The export violations at issue in this case happened more than two years before Teledyne acquired LeCroy Corporation. Based on the language in the Charging Order, the Settlement Agreement, and the Charging Letter, it does not appear that Teledyne or Teledyne LeCroy voluntarily self-disclosed the violations by LeCroy Corporation in 2010 pursuant to Section 764.5 of the EAR.
It is not known whether Teledyne performed export due diligence on the LeCroy Corporation before the acquisition, and, if so, whether Teledyne had knowledge that LeCroy Corporation had made unauthorized exports to China. It is also unknown whether Teledyne conducted a post-acquisition audit the identified the violations at issue.
The fact that there is no statement regarding the knowledge possessed by Teledyne of the export violations of the LeCroy Corporation underscores the nature of successor liability. The acquiring company assumes liability for the export compliance of the acquired company without any ability to disclaim liability because of a lack of knowledge or involvement with the violation by the acquiring company. Rather, the acquiring company is treated under the EAR and the ITAR as if the acquiring company had committed the violations directly.
Export Compliance Lessons Learned
There are two critical “lessons learned” for exporters arising out of this Teledyne LeCroy case.

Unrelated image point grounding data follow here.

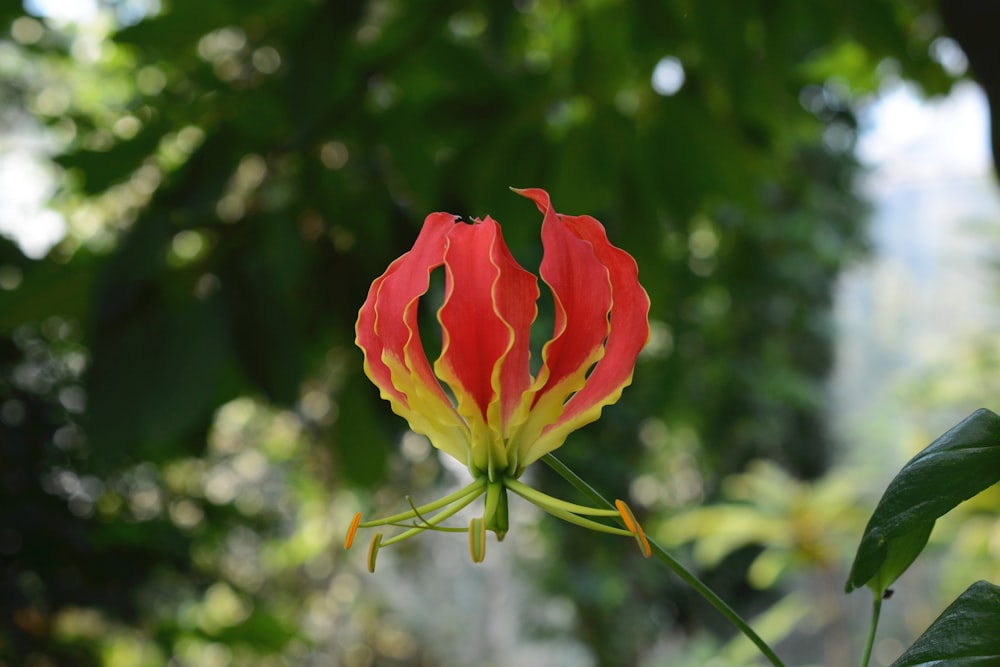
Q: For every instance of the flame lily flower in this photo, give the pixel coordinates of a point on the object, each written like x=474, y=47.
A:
x=494, y=416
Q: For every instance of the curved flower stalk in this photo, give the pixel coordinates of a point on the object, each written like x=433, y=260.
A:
x=495, y=417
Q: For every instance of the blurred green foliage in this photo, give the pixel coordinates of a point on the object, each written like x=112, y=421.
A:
x=184, y=418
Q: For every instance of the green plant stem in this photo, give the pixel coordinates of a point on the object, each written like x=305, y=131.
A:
x=671, y=562
x=876, y=612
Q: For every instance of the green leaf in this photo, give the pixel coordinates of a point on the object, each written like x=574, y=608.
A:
x=955, y=467
x=965, y=634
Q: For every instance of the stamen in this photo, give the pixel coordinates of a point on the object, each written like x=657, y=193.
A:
x=432, y=522
x=349, y=540
x=544, y=500
x=473, y=489
x=634, y=528
x=557, y=508
x=477, y=539
x=373, y=551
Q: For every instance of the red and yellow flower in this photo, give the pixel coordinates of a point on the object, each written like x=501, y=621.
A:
x=479, y=402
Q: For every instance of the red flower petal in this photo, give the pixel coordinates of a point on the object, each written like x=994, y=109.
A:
x=625, y=305
x=486, y=320
x=388, y=335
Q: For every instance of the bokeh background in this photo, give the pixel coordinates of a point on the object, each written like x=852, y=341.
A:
x=185, y=428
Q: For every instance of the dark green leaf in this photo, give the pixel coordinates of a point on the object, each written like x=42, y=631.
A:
x=102, y=169
x=967, y=634
x=359, y=440
x=955, y=467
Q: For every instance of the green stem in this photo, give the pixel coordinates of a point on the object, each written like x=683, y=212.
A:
x=671, y=562
x=876, y=612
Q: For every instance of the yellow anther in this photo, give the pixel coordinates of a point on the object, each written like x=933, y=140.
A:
x=633, y=527
x=477, y=539
x=349, y=540
x=373, y=551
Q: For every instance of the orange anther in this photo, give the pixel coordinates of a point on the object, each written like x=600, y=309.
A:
x=349, y=540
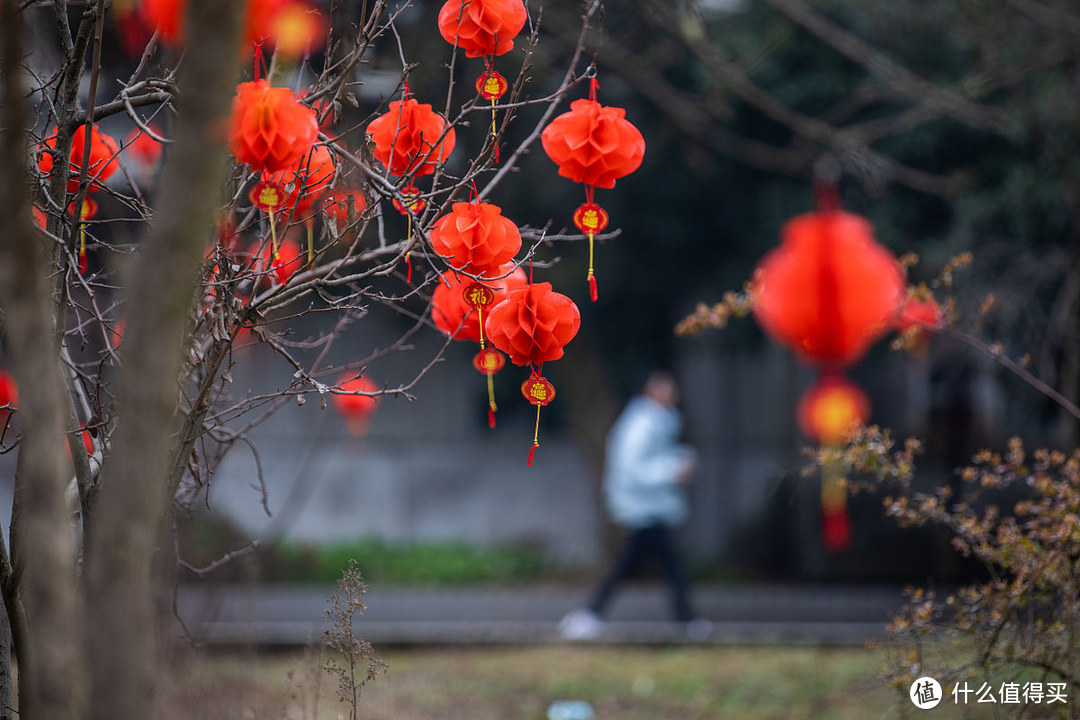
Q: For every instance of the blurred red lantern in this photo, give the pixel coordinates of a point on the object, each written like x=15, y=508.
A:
x=828, y=412
x=829, y=290
x=483, y=28
x=355, y=408
x=475, y=238
x=143, y=147
x=832, y=408
x=103, y=157
x=532, y=324
x=595, y=146
x=410, y=138
x=291, y=26
x=269, y=130
x=345, y=205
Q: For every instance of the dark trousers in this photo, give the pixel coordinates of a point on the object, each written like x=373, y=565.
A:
x=655, y=540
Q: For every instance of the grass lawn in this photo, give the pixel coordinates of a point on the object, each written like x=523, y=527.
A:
x=512, y=683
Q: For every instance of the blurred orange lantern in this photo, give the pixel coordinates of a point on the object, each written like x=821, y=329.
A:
x=292, y=26
x=103, y=157
x=355, y=402
x=829, y=290
x=595, y=146
x=832, y=408
x=269, y=130
x=483, y=28
x=475, y=238
x=410, y=138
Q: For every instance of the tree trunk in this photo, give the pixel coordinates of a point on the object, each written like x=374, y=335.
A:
x=133, y=497
x=43, y=551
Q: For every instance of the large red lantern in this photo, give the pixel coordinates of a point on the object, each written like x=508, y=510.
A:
x=475, y=238
x=269, y=130
x=532, y=325
x=829, y=290
x=457, y=308
x=103, y=157
x=595, y=146
x=356, y=402
x=483, y=28
x=410, y=138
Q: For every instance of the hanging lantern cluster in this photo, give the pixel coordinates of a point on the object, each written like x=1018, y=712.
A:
x=595, y=146
x=828, y=293
x=100, y=166
x=412, y=140
x=484, y=28
x=457, y=308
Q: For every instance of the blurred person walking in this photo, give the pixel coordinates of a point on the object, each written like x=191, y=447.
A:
x=645, y=473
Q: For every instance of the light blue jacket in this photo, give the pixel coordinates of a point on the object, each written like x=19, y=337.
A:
x=644, y=462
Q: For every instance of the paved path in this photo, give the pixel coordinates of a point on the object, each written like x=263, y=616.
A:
x=757, y=614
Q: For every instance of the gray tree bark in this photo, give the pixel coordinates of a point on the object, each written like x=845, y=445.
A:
x=43, y=561
x=133, y=497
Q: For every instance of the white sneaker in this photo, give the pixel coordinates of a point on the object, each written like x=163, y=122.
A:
x=581, y=624
x=698, y=629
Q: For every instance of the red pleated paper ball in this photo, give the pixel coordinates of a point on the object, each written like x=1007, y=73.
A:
x=409, y=138
x=454, y=316
x=593, y=145
x=482, y=27
x=475, y=238
x=269, y=130
x=829, y=290
x=532, y=324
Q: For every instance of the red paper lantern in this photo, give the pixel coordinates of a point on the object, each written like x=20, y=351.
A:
x=355, y=409
x=483, y=28
x=593, y=145
x=269, y=130
x=829, y=290
x=532, y=324
x=456, y=317
x=475, y=238
x=103, y=157
x=410, y=138
x=832, y=408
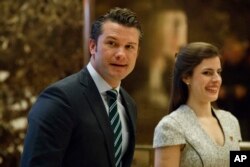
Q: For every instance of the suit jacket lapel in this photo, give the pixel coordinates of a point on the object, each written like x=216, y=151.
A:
x=130, y=111
x=98, y=108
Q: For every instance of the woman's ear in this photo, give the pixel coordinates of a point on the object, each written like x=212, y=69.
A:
x=186, y=80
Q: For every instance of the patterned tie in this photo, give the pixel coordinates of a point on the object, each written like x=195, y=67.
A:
x=116, y=125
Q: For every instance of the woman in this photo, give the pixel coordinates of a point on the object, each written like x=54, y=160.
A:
x=195, y=133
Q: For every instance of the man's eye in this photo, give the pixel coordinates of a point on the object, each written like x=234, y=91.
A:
x=111, y=43
x=207, y=73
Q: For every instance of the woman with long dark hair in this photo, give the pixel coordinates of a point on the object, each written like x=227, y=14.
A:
x=195, y=132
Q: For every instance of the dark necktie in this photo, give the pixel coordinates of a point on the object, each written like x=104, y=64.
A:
x=115, y=124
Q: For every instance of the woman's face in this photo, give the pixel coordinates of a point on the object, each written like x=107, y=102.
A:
x=204, y=84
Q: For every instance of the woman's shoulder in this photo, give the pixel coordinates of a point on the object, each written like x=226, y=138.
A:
x=227, y=115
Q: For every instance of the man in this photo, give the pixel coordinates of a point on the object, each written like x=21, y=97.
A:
x=69, y=125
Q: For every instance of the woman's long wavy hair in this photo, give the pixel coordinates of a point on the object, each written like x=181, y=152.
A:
x=186, y=60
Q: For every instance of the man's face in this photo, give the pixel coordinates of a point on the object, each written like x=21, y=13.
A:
x=114, y=54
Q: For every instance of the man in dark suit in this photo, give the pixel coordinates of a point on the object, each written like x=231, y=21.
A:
x=69, y=124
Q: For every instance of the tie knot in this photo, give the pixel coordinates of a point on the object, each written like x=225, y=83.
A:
x=112, y=93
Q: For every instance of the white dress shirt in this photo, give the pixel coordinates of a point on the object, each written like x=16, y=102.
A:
x=102, y=87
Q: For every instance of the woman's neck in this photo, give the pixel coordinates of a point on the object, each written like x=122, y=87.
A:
x=200, y=109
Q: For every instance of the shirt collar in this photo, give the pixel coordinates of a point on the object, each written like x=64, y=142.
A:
x=101, y=84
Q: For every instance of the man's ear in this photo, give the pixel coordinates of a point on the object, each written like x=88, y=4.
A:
x=92, y=46
x=186, y=80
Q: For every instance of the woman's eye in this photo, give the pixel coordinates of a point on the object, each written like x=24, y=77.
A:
x=207, y=73
x=111, y=43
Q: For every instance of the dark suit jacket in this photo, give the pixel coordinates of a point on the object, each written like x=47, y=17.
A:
x=69, y=126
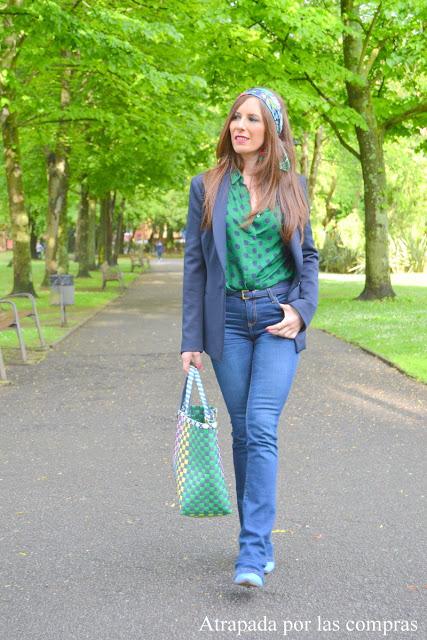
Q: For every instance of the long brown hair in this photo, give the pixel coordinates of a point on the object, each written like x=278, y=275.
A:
x=273, y=186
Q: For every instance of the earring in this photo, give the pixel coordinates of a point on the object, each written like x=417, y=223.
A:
x=285, y=164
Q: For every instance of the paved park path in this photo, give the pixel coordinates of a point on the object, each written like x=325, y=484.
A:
x=91, y=542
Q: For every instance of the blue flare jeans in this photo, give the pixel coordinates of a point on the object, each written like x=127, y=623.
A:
x=255, y=375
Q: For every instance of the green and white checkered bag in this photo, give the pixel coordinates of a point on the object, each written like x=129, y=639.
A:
x=197, y=464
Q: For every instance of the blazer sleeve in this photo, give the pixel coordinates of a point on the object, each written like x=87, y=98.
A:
x=194, y=280
x=306, y=304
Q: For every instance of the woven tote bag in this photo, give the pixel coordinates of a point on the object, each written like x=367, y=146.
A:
x=199, y=474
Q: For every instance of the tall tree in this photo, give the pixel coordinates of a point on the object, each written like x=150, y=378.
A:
x=10, y=47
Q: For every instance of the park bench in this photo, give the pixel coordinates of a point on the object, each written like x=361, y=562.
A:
x=111, y=273
x=138, y=260
x=11, y=319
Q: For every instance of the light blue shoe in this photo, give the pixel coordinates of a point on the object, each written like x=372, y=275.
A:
x=269, y=566
x=248, y=580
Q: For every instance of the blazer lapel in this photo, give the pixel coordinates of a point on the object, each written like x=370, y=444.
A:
x=218, y=221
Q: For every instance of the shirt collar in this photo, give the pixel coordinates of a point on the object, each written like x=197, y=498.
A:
x=235, y=175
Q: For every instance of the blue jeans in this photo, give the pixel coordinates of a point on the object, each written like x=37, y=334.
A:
x=255, y=376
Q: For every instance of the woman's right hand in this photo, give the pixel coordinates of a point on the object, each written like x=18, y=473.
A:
x=191, y=357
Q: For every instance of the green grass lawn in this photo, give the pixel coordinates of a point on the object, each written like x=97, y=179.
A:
x=88, y=299
x=395, y=329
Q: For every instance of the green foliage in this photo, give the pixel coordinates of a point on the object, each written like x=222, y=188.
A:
x=395, y=329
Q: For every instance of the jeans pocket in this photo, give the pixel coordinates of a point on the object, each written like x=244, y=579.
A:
x=280, y=298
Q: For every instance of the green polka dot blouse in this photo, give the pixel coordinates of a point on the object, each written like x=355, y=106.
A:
x=256, y=255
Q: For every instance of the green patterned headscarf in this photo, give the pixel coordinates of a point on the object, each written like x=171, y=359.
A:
x=271, y=102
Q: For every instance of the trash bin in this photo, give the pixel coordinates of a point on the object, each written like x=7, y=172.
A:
x=62, y=289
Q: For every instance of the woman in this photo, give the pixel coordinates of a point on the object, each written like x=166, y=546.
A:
x=250, y=291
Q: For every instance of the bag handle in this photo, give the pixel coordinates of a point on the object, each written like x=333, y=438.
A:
x=194, y=374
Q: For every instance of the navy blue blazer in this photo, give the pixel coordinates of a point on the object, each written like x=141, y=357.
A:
x=203, y=296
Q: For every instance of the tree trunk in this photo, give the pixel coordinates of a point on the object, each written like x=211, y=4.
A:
x=22, y=275
x=118, y=237
x=33, y=235
x=84, y=233
x=105, y=231
x=91, y=248
x=58, y=179
x=304, y=154
x=315, y=162
x=377, y=283
x=111, y=211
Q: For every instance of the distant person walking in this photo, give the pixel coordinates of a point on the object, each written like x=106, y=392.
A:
x=250, y=291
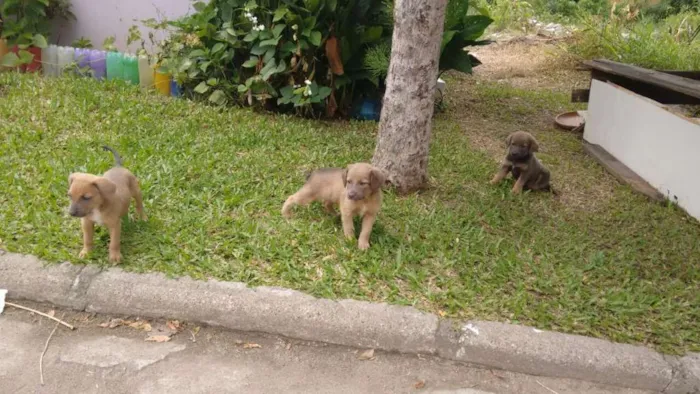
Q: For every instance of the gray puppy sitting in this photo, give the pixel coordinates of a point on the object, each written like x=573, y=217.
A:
x=528, y=172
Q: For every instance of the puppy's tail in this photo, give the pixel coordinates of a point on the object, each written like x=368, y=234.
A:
x=117, y=158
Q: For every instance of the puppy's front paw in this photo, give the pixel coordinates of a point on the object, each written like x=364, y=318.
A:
x=362, y=244
x=115, y=257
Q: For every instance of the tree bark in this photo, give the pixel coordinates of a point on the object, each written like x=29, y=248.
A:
x=405, y=125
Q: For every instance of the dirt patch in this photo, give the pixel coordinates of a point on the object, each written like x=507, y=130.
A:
x=543, y=79
x=529, y=62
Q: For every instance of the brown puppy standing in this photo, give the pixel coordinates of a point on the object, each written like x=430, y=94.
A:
x=104, y=200
x=520, y=160
x=356, y=190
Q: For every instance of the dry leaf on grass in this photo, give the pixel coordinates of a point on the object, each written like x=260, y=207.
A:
x=366, y=355
x=174, y=325
x=112, y=323
x=141, y=325
x=158, y=338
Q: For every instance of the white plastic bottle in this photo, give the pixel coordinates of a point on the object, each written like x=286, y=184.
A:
x=65, y=58
x=146, y=72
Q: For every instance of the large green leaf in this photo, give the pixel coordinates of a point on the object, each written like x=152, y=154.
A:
x=474, y=26
x=218, y=97
x=312, y=5
x=315, y=38
x=201, y=88
x=446, y=38
x=10, y=60
x=372, y=34
x=252, y=62
x=40, y=41
x=331, y=5
x=279, y=14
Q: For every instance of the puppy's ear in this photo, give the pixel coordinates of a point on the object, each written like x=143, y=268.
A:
x=105, y=186
x=345, y=177
x=534, y=145
x=377, y=178
x=509, y=139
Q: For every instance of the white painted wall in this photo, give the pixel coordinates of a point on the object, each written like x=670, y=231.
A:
x=99, y=19
x=660, y=146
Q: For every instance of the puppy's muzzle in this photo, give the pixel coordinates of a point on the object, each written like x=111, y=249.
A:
x=76, y=212
x=354, y=195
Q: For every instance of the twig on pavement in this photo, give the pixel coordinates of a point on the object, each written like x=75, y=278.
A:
x=41, y=359
x=40, y=313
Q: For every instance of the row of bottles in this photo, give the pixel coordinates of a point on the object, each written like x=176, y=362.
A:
x=107, y=65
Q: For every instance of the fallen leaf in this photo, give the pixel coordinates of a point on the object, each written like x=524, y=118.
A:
x=158, y=338
x=366, y=355
x=113, y=323
x=141, y=325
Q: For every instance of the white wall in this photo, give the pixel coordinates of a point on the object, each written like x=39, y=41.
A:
x=660, y=146
x=99, y=19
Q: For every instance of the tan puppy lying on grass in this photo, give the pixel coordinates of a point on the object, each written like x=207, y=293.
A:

The first is that every company that actively exports EAR or ITAR-controlled items needs to employ a restricted party screening tool that actively verifies whether any party to an export transaction is prohibited from receiving U.S. exports and whether there are any specific licensing requirements for exporting to or through a foreign party. Any entities that are questionable hits on the restricted party screening should be reviewed by key export compliance personnel before proceeding with an export involving the party.
The second critical lesson is that companies acquiring other companies that are involved with exporting need to conduct due diligence, pre- and post-acquisition, on the companies they acquire. A comprehensive review of the prior five years of export activities is expected by the U.S. Government agencies involved with export control.
A review of export transactions for the preceding five years and a run of foreign end users and intermediary consignees by Teledyne may have uncovered the unauthorized exports by LeCroy Corporation, which violations Teledyne could have mitigated fairly easily. Teledyne could have required LeCroy Corporation to self-disclose before the acquisition or required LeCroy Corporation to place a certain amount of money in an escrow account to cover the cost of any export violations by LeCroy Corporation that were imputed to Teledyne in the future.
 The EAA is the legal authority for the Department of Commerce’s Export Administration Regulations (“EAR”). While Congress allowed the EAA to lapse in 2001 and has not taken any steps to cure the lapse, the EAR has been maintained by way of the emergency powers granted to the President by the International Emergency Economic Powers Act of 1977 (“IEEPA”).
 None of the documents released related to this case expound on how BIS established that LeCroy Corporation knew that BUAA was a denied party on the Entity List.
 Interestingly, Beijing Tianhua was added to the Entity List after these transactions occurred, on December 12, 2013 in relation to their efforts to support BUAA.